Whatever future events may transpire because of this, we can safely conclude that no one is spared when it comes to rules regarding patent and copyright. Even in the world of technology, justice and fair play are still present. We can only hope that those who are in the right will not hesitate to take a stand, no matter how formidable their opponents may be.

Trixie Clark
Writing blogs about technology. Visit Cash For iPads and see some of the services and benefits that they offer.
  • Benny Chua

    I dunno. As you said, this was just like a slap in the hand for Apple. And they’re still putting on those holier than thou airs.

  • Ellie K

    Seems sad to me that Apple can buy what you said was a country’s enduring national symbol. I’m not sure if the $21 million was a penalty (like a fine) or a one-time payment for exclusive right to use. Does this mean that Switzerland (and Swiss Rail) don’t have permission to use their own national symbol anymore? I hope I’m wrong.

    • Justin Germino

      This was just permission to use the symbol, not ownership of it.

      • Ellie K

        Greetings, DragonBlogger! It is nice to hear from you again. Thank you so much for clarifying. I followed the news story on Reuters when it was first mentioned, but came here for an update. That’s a good outcome, that you described. Thank you for answering my question. You are more responsive than Reuters ;o) Although Reuters IS my favorite major media news source. Their journalists and reporters actually follow you back on Twitter! Well, not all of them, but more than most. I hope all is well for you, Justin. Regards, Ellie

        • Justin Germino

          New organizations are not like blogs, they typically report and don’t respond but let readers converse among themselves. As a blog I enjoy having two way conversations with my readers, thanks for visiting and reading the article. Also feel free to partake in the many contests I have going on right now.

    • BlackWoods

      The richness of Apple is getting ridiculous.
      Americans need to stop themselves from increasing the shares of Apple Inc.

      • Ellie K

        It is like a cult, in that sentiments run so strongly about Apple, by Apple users. That isn’t a secret of course, yet recognition does not seem to make any difference. And I am inclined to agree with you, that it is an American, and Western European thing primarily. More relevant, and more to your point, is that even if there is Apple-adulation elsewhere, ownership of shares of Apple Inc., and impetus for its elevation, is likely a result of U.S. equity market participants. It is traded on either the NASDAQ (sorry, maybe NYSE?) after all.

  • Carolyn Nicander Mohr

    Hi Yvette and Justin, Excellent analysis. The world of computer hardware patents and software copyrights can get murky, but there is nothing murky about Apple using the Mondaine design without permission. This isn’t a case of someone trying to register an iDevice name before Apple does, this is much more simple and blatant.
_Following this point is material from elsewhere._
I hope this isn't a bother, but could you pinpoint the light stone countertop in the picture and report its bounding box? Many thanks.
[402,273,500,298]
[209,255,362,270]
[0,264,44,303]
    One thing I will give Apple credit for is supporting app developers when a patent troll tries to bring actions against the developers of iTunes App Store apps. I haven’t seen that kind of support from any other app store owner.

    That being said, Apple also behaved badly when it was forced to run ads apologizing to Samsung in the UK and did so with less than humble methods.

    • Ellie K

      Carolyn, I heard similar accounts regarding the situation with Apple and Samsung in Japan (unlike the patent case in the U.S., the ruling in Japan was not in Apple’s favor, but rather, for Samsung).

      Change of topic: I just visited your website, Wonder Of Tech. It is great! I am now your newest follower on Pinterest. I am CuriousEllie over there. I’m so happy I found you here!